Had a match to watch. Things like that. And when I wasn’t down the pub drinking, I worked. ”
“It happens. I’ve seen it happen to colleagues. Well-educated people in law who can’t get through the week without a constant flow of drinks. Drugs. People cope in different ways.”
“I coped. I was a very well-functioning alcoholic, actually. Never late, never drunk on the job. Very responsible. Not a single DUI, ever. I wasn’t a twat.”
That made him laugh.
“But you were no saint either?”
Now I laughed.
“I have only slept with one woman in my entire life.”
That made him sit back, his mouth gulping air.
“The one you mentioned?”
“One,” I repeated. “Yes. Like I told you. Reuben’s mother.
She was a prostitute. It’s taken me many years to be able to even acknowledge that out loud.
She was the first one I went to. And the last. And in between those visits, I drained my bank account and lost all my confidence.
Because I was not worth anything to her, and she was everything to me.
I was just a child. A stupid, immature child. ”
“Stewart.”
“And I couldn’t talk to girls.
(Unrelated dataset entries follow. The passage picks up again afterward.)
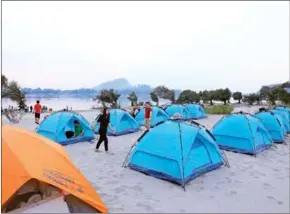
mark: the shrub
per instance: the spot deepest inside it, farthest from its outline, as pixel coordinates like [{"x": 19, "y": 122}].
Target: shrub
[{"x": 219, "y": 109}]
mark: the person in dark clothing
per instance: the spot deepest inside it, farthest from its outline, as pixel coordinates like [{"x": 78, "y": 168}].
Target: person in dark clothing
[{"x": 104, "y": 121}]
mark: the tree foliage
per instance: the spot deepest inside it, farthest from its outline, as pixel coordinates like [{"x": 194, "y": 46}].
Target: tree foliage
[
  {"x": 274, "y": 94},
  {"x": 12, "y": 91},
  {"x": 223, "y": 95},
  {"x": 238, "y": 96},
  {"x": 188, "y": 96},
  {"x": 133, "y": 98},
  {"x": 154, "y": 98},
  {"x": 109, "y": 96},
  {"x": 164, "y": 93},
  {"x": 251, "y": 98}
]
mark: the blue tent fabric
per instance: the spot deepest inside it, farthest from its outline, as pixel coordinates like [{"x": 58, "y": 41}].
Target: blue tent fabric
[
  {"x": 242, "y": 133},
  {"x": 178, "y": 109},
  {"x": 158, "y": 115},
  {"x": 175, "y": 151},
  {"x": 121, "y": 121},
  {"x": 274, "y": 124},
  {"x": 196, "y": 111},
  {"x": 285, "y": 109},
  {"x": 56, "y": 124},
  {"x": 285, "y": 118}
]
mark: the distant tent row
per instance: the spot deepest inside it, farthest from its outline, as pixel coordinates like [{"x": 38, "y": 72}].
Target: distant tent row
[
  {"x": 242, "y": 133},
  {"x": 59, "y": 126},
  {"x": 173, "y": 150}
]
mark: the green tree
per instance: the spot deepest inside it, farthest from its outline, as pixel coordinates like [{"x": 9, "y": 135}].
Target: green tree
[
  {"x": 205, "y": 96},
  {"x": 154, "y": 98},
  {"x": 163, "y": 92},
  {"x": 264, "y": 92},
  {"x": 223, "y": 95},
  {"x": 238, "y": 96},
  {"x": 172, "y": 96},
  {"x": 212, "y": 95},
  {"x": 12, "y": 91},
  {"x": 4, "y": 82},
  {"x": 250, "y": 99},
  {"x": 109, "y": 96},
  {"x": 133, "y": 98},
  {"x": 188, "y": 96}
]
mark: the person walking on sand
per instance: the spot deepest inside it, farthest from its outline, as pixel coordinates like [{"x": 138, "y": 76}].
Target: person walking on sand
[
  {"x": 37, "y": 111},
  {"x": 104, "y": 121},
  {"x": 148, "y": 113}
]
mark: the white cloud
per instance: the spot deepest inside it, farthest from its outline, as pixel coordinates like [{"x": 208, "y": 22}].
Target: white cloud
[{"x": 197, "y": 45}]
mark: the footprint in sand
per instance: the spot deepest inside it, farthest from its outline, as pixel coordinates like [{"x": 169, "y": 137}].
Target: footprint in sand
[
  {"x": 118, "y": 190},
  {"x": 233, "y": 192},
  {"x": 266, "y": 185},
  {"x": 137, "y": 188},
  {"x": 271, "y": 197},
  {"x": 145, "y": 206},
  {"x": 280, "y": 202},
  {"x": 232, "y": 173},
  {"x": 200, "y": 188}
]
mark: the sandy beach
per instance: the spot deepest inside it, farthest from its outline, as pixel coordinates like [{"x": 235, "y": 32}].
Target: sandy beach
[{"x": 251, "y": 184}]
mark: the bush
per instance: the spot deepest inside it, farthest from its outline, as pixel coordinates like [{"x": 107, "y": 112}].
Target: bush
[{"x": 219, "y": 109}]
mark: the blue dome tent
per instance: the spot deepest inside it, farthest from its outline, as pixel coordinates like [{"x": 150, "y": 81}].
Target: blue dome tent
[
  {"x": 171, "y": 110},
  {"x": 175, "y": 151},
  {"x": 285, "y": 118},
  {"x": 242, "y": 133},
  {"x": 285, "y": 109},
  {"x": 121, "y": 121},
  {"x": 58, "y": 124},
  {"x": 158, "y": 115},
  {"x": 196, "y": 111},
  {"x": 274, "y": 124}
]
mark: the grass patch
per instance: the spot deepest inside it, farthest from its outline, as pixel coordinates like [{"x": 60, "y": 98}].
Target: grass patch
[{"x": 219, "y": 109}]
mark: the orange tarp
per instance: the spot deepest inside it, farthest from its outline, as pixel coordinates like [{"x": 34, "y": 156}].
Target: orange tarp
[{"x": 27, "y": 155}]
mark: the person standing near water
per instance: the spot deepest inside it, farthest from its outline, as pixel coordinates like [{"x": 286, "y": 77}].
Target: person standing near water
[
  {"x": 37, "y": 110},
  {"x": 104, "y": 121},
  {"x": 148, "y": 112}
]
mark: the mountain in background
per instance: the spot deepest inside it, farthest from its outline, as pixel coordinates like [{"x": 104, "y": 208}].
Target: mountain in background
[{"x": 117, "y": 84}]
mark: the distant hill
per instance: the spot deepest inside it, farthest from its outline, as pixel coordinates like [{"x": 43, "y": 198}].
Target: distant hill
[{"x": 118, "y": 84}]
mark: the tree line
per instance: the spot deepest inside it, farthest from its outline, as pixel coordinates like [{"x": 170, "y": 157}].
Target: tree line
[
  {"x": 12, "y": 91},
  {"x": 270, "y": 94}
]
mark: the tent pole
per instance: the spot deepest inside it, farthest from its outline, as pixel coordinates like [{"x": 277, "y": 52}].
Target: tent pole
[{"x": 181, "y": 147}]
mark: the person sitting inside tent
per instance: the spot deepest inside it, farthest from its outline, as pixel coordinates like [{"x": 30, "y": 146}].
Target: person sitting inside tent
[
  {"x": 176, "y": 116},
  {"x": 79, "y": 131}
]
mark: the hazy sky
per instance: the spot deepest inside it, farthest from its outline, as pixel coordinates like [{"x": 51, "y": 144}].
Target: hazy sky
[{"x": 195, "y": 45}]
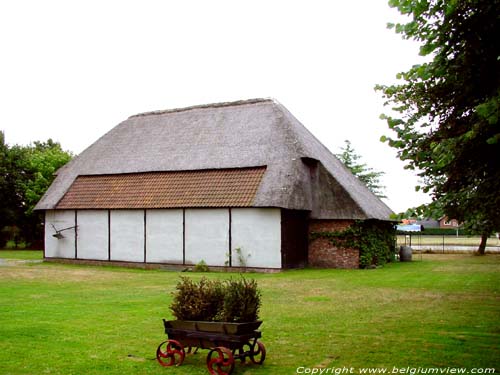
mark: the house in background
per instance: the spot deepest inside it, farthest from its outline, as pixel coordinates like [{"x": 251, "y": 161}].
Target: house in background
[
  {"x": 447, "y": 223},
  {"x": 239, "y": 184}
]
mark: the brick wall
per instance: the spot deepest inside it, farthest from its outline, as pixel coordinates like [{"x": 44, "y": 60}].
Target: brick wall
[{"x": 323, "y": 254}]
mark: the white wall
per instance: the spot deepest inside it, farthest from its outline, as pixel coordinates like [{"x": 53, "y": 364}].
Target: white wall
[
  {"x": 92, "y": 238},
  {"x": 257, "y": 232},
  {"x": 207, "y": 236},
  {"x": 164, "y": 236},
  {"x": 64, "y": 247},
  {"x": 127, "y": 235}
]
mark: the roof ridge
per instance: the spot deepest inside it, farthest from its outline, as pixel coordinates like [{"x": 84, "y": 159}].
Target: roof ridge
[{"x": 206, "y": 106}]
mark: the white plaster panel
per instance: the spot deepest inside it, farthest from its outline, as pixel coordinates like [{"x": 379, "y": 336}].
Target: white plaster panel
[
  {"x": 257, "y": 232},
  {"x": 207, "y": 236},
  {"x": 127, "y": 235},
  {"x": 92, "y": 237},
  {"x": 164, "y": 236},
  {"x": 64, "y": 247}
]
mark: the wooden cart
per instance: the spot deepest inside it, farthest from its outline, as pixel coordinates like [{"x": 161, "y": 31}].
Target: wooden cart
[{"x": 226, "y": 342}]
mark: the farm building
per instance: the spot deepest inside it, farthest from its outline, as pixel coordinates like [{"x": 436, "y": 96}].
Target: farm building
[{"x": 239, "y": 184}]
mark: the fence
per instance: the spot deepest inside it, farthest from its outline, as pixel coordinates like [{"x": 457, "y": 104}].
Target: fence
[{"x": 446, "y": 243}]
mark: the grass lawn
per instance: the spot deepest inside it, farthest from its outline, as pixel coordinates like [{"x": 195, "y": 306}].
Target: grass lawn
[
  {"x": 21, "y": 254},
  {"x": 441, "y": 312}
]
Not normal girls.
I couldn’t find one I even wanted to talk to.
I couldn’t find anyone I was attracted to, and it became so normal for me to not be attracted.
To not have someone. To not flirt. To just be me, and I hated it.
I saw how everyone else behaved and how everyone else found it so easy.
They flirted and smiled, and then they were making out, and I was just standing there with an iron rod up my backside.
It was easier just to order another pint. ”
I slumped back on his leather sofa, an empty teacup in my hand. I was clutching it, nursing it like I had a drink. And I felt small. A fool. A ridiculous specimen of a man who, at the age of fifty-eight, couldn’t even admit that he was… probably…
“So maybe you’ve never actually been completely straight,” he said, like he’d understood every confused thought in my brain. “Maybe you were just…”
“In the closet?” If my cheeks could flame any more, I’d be on fire.
“We had sex. You and me. Last night. ”
Yes. Like I’d forgotten.
“I don’t think you’re straight.”
I spluttered out an embarrassed laugh as he shuffled around, talking with his hands. That was new. I liked it.
“I don’t think I am either. But that’s really not important here. You drank because it was easier. Because it masked all those other things you were struggling to deal with. And then you found your son.”
“I did. And I still drank. It took a few years to get my head around the fact that I couldn’t sit there and down pints and watch as my son ruined his life—whilst I ruined mine.”
“Good.”
“Yes. It was good to realise that.”
“And now we are sat here with empty cups and my PA sleeping upstairs because I can’t even manage the weekend without her, and what am I supposed to do with you?”
He said it in kindness. It made me smile.
“Maybe you can…give me a hug? ”
“Oh, Stewart,” he said, and then he crawled into my arms. He still smelled terrible, but he smiled gently against my neck and let me hold him. Let me slowly settle down, my heart beating against his.
“Can I stay?” I begged. I hadn’t meant to, but it seemed I couldn’t control my words anymore. My wants. My needs.
“I was hoping you would. The sheets downstairs are still clean.”
“Thank you,” I whispered.
“Sorry about today. I just got wound up, didn’t know if I was still wanted, you know, with your family back and all that.”
“You’re wanted,” I said. God, he was. Wanted and needed, far more than I could put into words.
“You are too.”
His voice. I loved his voice. The way he felt against me.
Safe. I was safe. And funnily enough, I thought that maybe I was exactly where I was meant to be.